Pub Date : 2025-09-14 DOI: 10.14341/probl13547
Y L Skorodok, I Y Ioffe, E V Plotnikova, N Y Kalinchenko, I I Nagornaya, A V Kozhevnikova, N V Kazachenko, O V Filippova

Cushing's disease (CD) is the leading form (75-80%) of the endogenous hypercortisolism (EH) in adolescents. Despite the obvious clinical manifestations, the diagnosis of CD is complicated because of the need of several research methods, the risk of false-positive and false-negative results, difficulties in interpretation and the low percentage of MR-imaging in children. The present patient had noted excessive weight gain since the age of 10 years, a decrease in growth rate was detected retrospectively, absolute short stature developed by the age of 14.5 years. An examination at the age of 15 revealed an inversion of the circadian cortisol rhythm (9:00 378.4 nmol/l, 23:00 598.9 nmol/l), an increase in the cortisol level in saliva at 23:00 (20.32 nmol/l) and excretion in urine (981.5 mcg/day). The overnight dexamethasone test (ODT) was positive (cortisol 44.26 nmol/l), ACTH was in the "gray zone" (22.19 pg/ml). MRI with contrast showed signs of a heterogeneous pituitary gland structure. When patient was re-examined at 15.5 years the inversion of the circadian rhythm of cortisol was accompanied by absolute hypercortisolemia (9:00 843.4 nmol/l, 23:00 929.4 nmol/l), ODT became negative (cortisol 235 nmol/l), ACTH level remained in the "gray zone" (25.1 pg/ml). MRI with contrast showed pituitary adenoma 6×4 mm. An ACTH level gradient between the left inferior petrosal sinus and peripheral blood of 13.3 confirmed CD. After transsphenoidal adenomectomy, a cortisol level of 39.4 nmol/l indicated remission with a low risk of relapse; subsequently a reverse development of EH symptoms were noted. Postoperative diabetes insipidus and primary hypothyroidism required replacement therapy.

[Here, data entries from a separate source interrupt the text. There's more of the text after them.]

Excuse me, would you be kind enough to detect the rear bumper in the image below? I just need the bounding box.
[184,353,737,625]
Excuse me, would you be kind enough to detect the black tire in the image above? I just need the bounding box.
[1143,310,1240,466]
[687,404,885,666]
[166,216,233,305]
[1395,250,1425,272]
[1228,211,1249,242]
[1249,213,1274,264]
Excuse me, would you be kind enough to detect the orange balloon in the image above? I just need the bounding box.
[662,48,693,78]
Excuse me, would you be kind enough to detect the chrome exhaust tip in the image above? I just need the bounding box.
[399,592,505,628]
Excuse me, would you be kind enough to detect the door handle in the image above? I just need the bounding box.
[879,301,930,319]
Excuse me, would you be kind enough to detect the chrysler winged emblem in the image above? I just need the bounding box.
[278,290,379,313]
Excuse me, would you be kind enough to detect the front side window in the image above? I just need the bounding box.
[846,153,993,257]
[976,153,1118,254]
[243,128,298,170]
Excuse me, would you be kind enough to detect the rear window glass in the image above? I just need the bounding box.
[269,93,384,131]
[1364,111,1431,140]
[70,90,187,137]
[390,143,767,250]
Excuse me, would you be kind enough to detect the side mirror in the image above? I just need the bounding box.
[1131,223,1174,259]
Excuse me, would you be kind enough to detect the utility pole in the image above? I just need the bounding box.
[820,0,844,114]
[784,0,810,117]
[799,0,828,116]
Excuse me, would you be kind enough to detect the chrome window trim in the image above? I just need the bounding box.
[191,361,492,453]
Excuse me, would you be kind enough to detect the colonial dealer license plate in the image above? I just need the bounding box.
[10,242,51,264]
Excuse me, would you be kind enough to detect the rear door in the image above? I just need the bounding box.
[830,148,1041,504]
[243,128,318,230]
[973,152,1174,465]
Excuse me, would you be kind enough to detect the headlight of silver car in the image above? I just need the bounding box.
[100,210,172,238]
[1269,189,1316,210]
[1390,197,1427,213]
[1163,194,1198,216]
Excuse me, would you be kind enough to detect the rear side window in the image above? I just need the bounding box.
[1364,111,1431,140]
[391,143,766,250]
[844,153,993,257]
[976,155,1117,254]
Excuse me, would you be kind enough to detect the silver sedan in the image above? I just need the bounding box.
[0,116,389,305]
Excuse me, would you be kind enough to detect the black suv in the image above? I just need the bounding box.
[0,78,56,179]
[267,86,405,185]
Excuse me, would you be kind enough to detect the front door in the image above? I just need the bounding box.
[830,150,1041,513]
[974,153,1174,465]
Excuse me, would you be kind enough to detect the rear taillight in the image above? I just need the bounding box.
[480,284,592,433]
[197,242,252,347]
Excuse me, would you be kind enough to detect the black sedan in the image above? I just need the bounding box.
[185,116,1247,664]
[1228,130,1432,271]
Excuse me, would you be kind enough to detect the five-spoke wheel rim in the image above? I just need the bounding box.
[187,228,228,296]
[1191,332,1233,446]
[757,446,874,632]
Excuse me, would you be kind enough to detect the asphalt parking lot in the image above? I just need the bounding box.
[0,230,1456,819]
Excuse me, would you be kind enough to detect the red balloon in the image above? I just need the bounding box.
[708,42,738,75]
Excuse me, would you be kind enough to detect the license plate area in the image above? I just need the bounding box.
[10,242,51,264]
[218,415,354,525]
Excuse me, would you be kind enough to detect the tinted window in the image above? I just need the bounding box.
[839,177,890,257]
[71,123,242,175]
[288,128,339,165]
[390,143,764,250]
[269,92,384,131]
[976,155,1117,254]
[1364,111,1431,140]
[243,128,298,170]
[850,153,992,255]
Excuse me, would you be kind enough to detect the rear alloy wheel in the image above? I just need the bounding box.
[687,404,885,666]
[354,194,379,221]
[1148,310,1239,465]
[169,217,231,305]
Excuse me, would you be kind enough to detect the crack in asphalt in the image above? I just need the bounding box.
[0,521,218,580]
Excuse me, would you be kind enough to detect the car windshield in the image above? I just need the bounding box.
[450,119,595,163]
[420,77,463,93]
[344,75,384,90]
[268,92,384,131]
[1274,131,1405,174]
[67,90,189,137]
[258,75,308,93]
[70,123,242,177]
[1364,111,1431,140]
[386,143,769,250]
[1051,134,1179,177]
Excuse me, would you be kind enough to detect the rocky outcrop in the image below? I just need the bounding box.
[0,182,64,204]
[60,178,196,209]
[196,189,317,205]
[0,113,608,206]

库欣病(CD)是青少年内源性高皮质醇症(EH)的主要形式(75-80%)。尽管临床表现明显,但由于需要多种研究方法,假阳性和假阴性结果的风险,解释困难以及儿童mr成像比例低,CD的诊断比较复杂。本例患者自10岁起体重过度增加,回顾性发现生长速度下降,14.5岁时出现绝对身材矮小。15岁时的检查显示昼夜皮质醇节律反转(9:00 378.4 nmol/l, 23:00 598.9 nmol/l), 23:00唾液皮质醇水平升高(20.32 nmol/l),尿液皮质醇水平升高(981.5 mcg/天)。夜间地塞米松试验(ODT)阳性(皮质醇44.26 nmol/l), ACTH处于“灰色地带”(22.19 pg/ml)。磁共振造影显示垂体结构不均匀的征象。15.5岁复查时,患者皮质醇昼夜节律反转伴有绝对高皮质醇血症(9:00 843.4 nmol/l, 23:00 929.4 nmol/l), ODT变为阴性(皮质醇235 nmol/l), ACTH水平维持在“灰色地带”(25.1 pg/ml)。MRI示垂体腺瘤6×4 mm。左岩下窦与外周血间ACTH水平梯度为13.3,证实CD。经蝶窦腺瘤切除术后,皮质醇水平为39.4 nmol/l,表明病情缓解,复发风险低;随后注意到EH症状的反向发展。术后尿崩症和原发性甲状腺功能减退需要替代治疗。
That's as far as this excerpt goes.